Phil Sorsky, senior vice-president of Service Providers International at CommScope, commented: "Workplaces are transforming - from flexible working to a growing culture of hot-desking and shared office space – and there is a clear requirement for the provision of cellular coverage to underpin productivity at work."

While many businesses may believe that the Wi-Fi provisions that they have are adequate for meeting the mobile needs of their workforce, employees think differently. CommScope's survey found more than three-quarters of office workers (77 per cent) believe it is important to be able to make mobile phone calls and access 4G data services while at work. Almost two-thirds of respondents (64 per cent) agreed that strong mobile connectivity is an important factor for them when looking for a role.
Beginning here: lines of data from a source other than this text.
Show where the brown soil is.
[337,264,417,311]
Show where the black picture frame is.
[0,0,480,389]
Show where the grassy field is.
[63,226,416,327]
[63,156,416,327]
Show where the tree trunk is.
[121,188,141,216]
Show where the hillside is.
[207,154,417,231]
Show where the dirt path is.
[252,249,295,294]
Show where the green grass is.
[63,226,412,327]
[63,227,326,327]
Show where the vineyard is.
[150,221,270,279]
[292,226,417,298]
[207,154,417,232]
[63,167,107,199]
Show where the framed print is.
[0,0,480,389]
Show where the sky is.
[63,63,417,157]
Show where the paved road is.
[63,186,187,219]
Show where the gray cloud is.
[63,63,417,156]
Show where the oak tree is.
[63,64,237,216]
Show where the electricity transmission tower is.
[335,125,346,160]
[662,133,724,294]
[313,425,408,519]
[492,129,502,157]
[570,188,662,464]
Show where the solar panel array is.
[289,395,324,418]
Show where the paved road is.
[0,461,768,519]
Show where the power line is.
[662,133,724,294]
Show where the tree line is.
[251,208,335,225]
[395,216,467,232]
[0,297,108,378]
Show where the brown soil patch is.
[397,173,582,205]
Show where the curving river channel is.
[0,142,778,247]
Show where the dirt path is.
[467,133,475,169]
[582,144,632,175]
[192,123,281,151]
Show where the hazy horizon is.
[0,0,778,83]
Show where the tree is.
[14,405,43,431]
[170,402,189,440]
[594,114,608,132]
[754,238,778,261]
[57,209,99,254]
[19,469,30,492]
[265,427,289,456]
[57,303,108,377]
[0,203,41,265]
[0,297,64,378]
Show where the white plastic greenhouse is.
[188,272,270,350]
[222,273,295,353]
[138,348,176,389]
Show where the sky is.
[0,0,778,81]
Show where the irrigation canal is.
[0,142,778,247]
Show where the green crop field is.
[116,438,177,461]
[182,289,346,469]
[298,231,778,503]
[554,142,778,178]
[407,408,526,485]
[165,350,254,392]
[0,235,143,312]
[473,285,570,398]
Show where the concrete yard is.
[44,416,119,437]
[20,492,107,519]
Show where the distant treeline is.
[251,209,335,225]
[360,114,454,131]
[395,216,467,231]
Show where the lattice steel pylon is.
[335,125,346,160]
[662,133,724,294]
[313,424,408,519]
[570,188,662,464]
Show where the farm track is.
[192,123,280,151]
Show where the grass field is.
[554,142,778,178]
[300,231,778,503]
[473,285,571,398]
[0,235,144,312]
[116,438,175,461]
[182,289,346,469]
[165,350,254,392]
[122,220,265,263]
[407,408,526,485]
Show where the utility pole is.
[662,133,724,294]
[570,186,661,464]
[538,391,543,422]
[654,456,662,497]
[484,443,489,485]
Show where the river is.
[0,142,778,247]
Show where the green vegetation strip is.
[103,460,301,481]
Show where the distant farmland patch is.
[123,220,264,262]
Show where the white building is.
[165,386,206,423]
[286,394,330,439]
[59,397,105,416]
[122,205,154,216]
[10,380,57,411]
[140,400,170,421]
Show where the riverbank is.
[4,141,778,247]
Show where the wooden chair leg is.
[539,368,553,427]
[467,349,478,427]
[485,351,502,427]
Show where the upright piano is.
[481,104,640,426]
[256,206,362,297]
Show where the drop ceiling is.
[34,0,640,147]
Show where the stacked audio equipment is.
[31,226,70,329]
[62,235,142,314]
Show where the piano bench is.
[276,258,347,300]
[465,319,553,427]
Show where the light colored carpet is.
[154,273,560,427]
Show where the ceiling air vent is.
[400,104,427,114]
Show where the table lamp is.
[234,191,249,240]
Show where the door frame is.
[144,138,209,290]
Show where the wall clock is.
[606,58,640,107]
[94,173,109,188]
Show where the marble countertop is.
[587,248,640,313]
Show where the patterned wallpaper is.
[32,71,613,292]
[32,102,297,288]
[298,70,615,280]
There is strong demand for over the top (OTT) services that use mobile networks, as nearly one in three workers (29 per cent) admitting to using their 4G connections to watch videos, download apps or connect with social media on a daily basis. A further 27 per cent said they do this at least once a week.

CommScope noted that while mobile operators should be doing more to improve their networks in order to support the next generation of networking devices - with Internet of Things sensors set to greatly increase the amount of traffic competing for space on such networks - they cannot do so alone, so a collaborative approach will be essential.

Mr Sorsky said improving indoor connectivity is a "significant challenge" for operators, especially when it comes to large and complex buildings. He said: "There is also an ongoing debate around whose responsibility it is to cater for the end-users; with mobile operators, building owners and facilities administrators all playing a role."

He added that establishing dialogue and a cooperative culture between these parties is vital. "Businesses will look elsewhere if they can’t get access to first class facilities, with wireless coverage, capacity and speed assured to enable productivity across their organisations," Mr Sorsky continued.